We hear that Sergio Marchionne has started talks with GM to buy Opel—and most of GM’s European operations. The Fiat CEO has some appetite. Without so much as a burp after digesting Chrysler last week, he pulls up to another table for what could be an even bigger meal.

If he gets GM and the German government to agree, the deal would give Fiat another new car company, including Chrysler, Opel, and Vauxhall (U.K.), potentially generating some $105 billion per year. Marchionne believes consolidation is inevitable in the car industry and an individual firm can’t be viable unless it produces around 5 million units a year. The GM deal would give Fiat at least a 5.5 million car capacity, and maybe as much as 7 million.

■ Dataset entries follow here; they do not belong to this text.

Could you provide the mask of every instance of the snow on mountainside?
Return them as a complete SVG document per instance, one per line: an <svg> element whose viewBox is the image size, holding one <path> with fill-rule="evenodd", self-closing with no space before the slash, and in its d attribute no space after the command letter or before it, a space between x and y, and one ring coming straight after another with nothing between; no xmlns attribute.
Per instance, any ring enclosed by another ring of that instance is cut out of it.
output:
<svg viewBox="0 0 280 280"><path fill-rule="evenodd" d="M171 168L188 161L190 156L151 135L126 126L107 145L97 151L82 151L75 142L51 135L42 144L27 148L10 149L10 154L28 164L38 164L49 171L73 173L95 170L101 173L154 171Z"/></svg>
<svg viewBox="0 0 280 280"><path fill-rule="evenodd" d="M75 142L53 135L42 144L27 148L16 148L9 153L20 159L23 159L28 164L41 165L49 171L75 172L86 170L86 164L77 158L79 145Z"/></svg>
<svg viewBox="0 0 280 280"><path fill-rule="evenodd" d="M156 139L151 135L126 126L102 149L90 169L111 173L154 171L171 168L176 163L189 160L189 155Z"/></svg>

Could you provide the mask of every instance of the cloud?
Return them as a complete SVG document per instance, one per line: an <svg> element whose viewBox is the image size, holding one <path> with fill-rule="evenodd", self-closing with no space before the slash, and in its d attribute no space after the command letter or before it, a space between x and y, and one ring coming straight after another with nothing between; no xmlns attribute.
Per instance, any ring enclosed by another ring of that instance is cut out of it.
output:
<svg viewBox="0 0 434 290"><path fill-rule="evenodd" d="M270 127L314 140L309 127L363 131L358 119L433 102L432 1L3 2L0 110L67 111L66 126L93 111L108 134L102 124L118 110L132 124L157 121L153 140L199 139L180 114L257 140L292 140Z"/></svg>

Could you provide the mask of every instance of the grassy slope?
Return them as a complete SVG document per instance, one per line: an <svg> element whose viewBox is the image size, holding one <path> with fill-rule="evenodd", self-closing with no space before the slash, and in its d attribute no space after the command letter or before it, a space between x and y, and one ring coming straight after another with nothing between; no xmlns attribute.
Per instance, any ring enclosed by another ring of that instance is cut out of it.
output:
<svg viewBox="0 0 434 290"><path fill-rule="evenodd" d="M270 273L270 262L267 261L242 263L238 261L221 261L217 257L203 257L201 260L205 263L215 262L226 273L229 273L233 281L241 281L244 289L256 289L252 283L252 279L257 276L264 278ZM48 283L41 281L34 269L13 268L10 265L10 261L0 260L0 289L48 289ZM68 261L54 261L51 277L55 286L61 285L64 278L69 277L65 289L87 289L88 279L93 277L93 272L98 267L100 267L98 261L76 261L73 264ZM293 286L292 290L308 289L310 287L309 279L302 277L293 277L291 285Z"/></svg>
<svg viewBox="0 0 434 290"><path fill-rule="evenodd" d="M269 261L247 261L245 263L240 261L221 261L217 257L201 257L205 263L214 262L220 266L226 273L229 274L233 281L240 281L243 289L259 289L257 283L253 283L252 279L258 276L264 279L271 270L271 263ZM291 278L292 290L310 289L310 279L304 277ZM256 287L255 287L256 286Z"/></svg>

The Fiat-Chrysler-Opel alliance actually makes some sense. GM must find a partner to run Opel (whose Insignia we praised) by June 1 or bankruptcy looms. While it has other suitors, the synergy with Fiat would be better, and it’s a great fit for the latter.

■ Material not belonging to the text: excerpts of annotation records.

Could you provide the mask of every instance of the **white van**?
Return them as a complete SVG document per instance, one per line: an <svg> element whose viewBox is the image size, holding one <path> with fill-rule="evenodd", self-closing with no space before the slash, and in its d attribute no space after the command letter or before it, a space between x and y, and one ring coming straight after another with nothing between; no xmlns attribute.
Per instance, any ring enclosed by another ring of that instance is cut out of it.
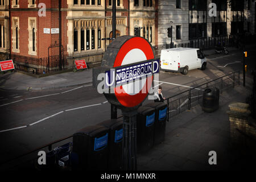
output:
<svg viewBox="0 0 256 182"><path fill-rule="evenodd" d="M161 69L187 75L189 70L206 68L205 55L199 48L175 48L161 51Z"/></svg>

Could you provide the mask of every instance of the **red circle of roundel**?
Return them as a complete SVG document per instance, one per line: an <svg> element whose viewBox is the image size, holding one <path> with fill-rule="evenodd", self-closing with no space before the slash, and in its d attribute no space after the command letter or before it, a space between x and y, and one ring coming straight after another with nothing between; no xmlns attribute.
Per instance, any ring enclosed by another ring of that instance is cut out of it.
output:
<svg viewBox="0 0 256 182"><path fill-rule="evenodd" d="M126 41L122 46L115 57L113 68L121 66L126 54L130 51L135 48L139 49L143 52L147 60L155 58L153 51L150 43L142 38L134 37ZM133 96L126 93L122 88L120 88L121 86L117 86L115 89L115 97L120 104L123 106L127 107L134 107L142 102L147 96L148 89L150 89L151 86L152 85L152 79L153 76L148 77L146 84L141 90L138 93ZM147 84L150 84L150 88L148 86L149 85L147 85ZM116 89L118 89L118 91L117 92ZM142 90L146 90L146 93L142 93Z"/></svg>

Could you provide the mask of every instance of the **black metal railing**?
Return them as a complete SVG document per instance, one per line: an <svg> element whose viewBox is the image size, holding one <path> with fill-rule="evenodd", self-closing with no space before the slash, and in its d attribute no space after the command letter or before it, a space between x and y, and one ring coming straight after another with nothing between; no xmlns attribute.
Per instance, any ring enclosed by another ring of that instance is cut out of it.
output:
<svg viewBox="0 0 256 182"><path fill-rule="evenodd" d="M204 90L217 87L220 93L230 87L240 84L240 72L235 72L212 80L166 99L167 104L167 120L203 102Z"/></svg>
<svg viewBox="0 0 256 182"><path fill-rule="evenodd" d="M104 51L100 49L40 58L1 53L0 58L1 60L13 60L17 70L40 75L75 68L75 60L77 59L84 59L90 67L92 64L101 63L104 55Z"/></svg>

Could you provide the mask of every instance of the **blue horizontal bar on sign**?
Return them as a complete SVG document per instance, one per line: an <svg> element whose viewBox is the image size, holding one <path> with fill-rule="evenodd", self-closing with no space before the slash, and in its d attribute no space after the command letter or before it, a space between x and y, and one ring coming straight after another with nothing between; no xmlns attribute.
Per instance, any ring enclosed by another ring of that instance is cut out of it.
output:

There are lots of problems, however, not least of which is present overcapacity (estimated by the unions to be 1 million vehicles). There will be big debt for the new company—some 20 billion euros if the deal goes through. And then there’s the small matter of convincing the German government to kick in 3.3 billion euros to (maybe) guarantee investor loans to finance the acquisition. Fiat will likely need to terminate thousands of Opel jobs in a bad recession, no easy prospect for the government to face, as the European economy is expected to grow still worse.

So maybe Sig. Marchionne is biting off more than he can chew. It’s always fascinating to watch an overreacher, even at the dinner table.

As my mother used to say, “pigs is pigs.”

Tell us what you think would be the good things about a Fiat-Chrysler-GM combination. What kinds of cars would we get?


1 Comment

  1. Bhe biggest mistake GM can make is to sell their European operations. Chrysler’s biggest single problem, and the one that put them into bankruptcy, is that they are a company with all their eggs in one basket. The Daimler merger essentially kept them out of Europe, and anyone who’se watched GM can tell you that their holdings outside North America frequently saved their butts when the American market turned down. Chrysler’s fate is fully linked with the North American market, and when that crashed, Chrysler crashed.

    The only way GM can survive selling off their European assets is to free up capital to more agressively pursue the Chinese market. That’s the future for this first half of the 21st century.